Dr. Edith Eva Eger (with Esme Schwall Weigand)


Not many memoirs can be described as “page-turners,” but Dr. Edith Eva Eger’s The Choice is an exception.  Her life story begins as a sixteen-year-old budding ballerina/gymnast and segues to her imprisonment at Auschwitz. Her tale continues through her post-war existence in America where she must learn to deal with survivor’s guilt and PTSD, but these challenges inspire her to learn more about the human mind.  The reader is taken for a non-stop adventure into the soul of a vibrant woman who struggles with what life gave her, and the choices she makes to live life to its fullest.

. . . a book everyone should read and share with others.

Young Edie enjoys growing up in Kosice (Kassa). They live well as Hungarian Jews at the outbreak of war in Europe. She and her sisters learn music and dance, and Edith falls in love with Eric. Her family is offered a way to leave the country, but they want to stay close to where Edith’s older sister Klara is studying violin in Budapest. The night after Passover, Edith and her family are taken away from their home and eventually arrive at Auschwitz. She and her oldest sister Magda are separated from their mother. The two sisters cling to each other for comfort in the nightmare that becomes their existence for over a year, knowing that their parents were probably killed the first day, and not knowing what became of Klara. 

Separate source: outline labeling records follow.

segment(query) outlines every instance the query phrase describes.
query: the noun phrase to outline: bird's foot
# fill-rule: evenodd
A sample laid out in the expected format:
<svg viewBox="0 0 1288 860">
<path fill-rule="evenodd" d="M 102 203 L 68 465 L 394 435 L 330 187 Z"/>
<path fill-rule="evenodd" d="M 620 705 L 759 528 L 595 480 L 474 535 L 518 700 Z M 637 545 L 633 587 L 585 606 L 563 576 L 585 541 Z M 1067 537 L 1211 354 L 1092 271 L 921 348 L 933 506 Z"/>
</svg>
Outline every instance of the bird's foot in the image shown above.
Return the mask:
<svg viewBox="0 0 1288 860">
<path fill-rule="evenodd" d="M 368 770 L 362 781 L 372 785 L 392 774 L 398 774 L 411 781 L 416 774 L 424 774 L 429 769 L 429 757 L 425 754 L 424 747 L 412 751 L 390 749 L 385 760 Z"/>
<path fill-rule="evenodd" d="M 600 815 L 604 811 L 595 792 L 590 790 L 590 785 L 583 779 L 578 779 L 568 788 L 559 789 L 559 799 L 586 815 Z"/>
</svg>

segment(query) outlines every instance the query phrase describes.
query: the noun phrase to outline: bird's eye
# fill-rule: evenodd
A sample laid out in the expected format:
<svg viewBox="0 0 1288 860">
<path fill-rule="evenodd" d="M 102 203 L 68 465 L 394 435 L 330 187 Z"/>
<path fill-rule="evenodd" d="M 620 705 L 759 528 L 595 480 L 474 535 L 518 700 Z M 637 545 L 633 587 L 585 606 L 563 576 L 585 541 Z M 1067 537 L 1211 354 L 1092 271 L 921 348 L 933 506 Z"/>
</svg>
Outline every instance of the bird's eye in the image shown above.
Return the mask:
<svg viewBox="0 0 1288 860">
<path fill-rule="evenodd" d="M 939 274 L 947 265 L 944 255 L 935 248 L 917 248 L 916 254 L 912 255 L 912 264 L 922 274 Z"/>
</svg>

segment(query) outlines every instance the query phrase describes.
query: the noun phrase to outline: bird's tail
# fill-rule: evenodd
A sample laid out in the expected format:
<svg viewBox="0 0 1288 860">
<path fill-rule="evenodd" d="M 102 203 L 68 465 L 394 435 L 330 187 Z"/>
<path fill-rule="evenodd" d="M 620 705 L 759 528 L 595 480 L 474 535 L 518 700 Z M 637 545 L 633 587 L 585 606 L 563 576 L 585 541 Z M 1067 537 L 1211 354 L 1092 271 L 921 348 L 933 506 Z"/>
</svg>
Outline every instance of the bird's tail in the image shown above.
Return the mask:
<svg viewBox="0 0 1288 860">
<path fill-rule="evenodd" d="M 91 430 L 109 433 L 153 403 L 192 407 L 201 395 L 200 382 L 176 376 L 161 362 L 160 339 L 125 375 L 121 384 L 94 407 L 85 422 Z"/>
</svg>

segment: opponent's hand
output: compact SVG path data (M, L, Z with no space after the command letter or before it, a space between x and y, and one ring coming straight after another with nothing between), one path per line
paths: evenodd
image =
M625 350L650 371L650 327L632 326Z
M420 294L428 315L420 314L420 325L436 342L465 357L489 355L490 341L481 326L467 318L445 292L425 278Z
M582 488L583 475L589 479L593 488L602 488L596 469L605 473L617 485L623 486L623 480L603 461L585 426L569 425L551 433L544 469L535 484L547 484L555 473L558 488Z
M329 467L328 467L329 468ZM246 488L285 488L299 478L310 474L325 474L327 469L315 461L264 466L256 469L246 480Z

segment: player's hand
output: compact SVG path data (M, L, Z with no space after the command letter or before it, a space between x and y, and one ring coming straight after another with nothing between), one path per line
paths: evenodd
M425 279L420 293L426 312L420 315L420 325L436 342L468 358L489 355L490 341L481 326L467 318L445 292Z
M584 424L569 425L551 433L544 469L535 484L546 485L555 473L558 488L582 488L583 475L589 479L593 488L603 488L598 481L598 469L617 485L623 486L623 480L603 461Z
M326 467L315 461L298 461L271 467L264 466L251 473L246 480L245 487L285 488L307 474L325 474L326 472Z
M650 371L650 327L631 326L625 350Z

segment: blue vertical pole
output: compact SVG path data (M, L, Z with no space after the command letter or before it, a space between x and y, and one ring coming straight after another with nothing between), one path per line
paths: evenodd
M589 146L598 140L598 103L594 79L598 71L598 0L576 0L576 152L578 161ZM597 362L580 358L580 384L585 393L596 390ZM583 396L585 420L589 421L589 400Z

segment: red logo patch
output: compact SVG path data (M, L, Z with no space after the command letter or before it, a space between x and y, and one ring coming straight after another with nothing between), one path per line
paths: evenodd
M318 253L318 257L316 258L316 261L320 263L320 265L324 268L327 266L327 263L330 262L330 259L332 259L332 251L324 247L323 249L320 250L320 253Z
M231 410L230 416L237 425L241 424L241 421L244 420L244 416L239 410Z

Eventually Edith (near death and with a broken back) and Magda are liberated by American GIs. They return home and miraculously find Klara there. (She survived through her virtuoso violinist skills and the kindness of her teachers.) Edith wants to forget the horrors they all experienced and live a normal life, but marriage to Bela and then giving birth to her daughter Marianne doesn’t quite take away her fears and pain. Forced from Hungary by the Communists, she and Bela decide to go to Israel, but Edith can’t stand the idea of raising her child in another war zone. They immigrate to America instead, first to Baltimore and then El Paso. Edith’s fears and flashbacks follow her.

This is where The Choice makes its biggest impact on the reader, when Edith decides to study psychology and use her own traumatic experiences to help others heal. She learns to forgive herself and those who have wronged her (including Hitler and Mengele), freeing herself from the burden of vengeance. She presents several examples of how she demonstrates her philosophy to her clients. Our minds can imprison us in the what could have been or if only this happens, but we can confront our suffering and set ourselves free if we choose to no longer allow the past or future to dictate our present. 

We can choose to heal Dr. Eger tells us through her words and examples. The Choice is a book everyone should read and share with others.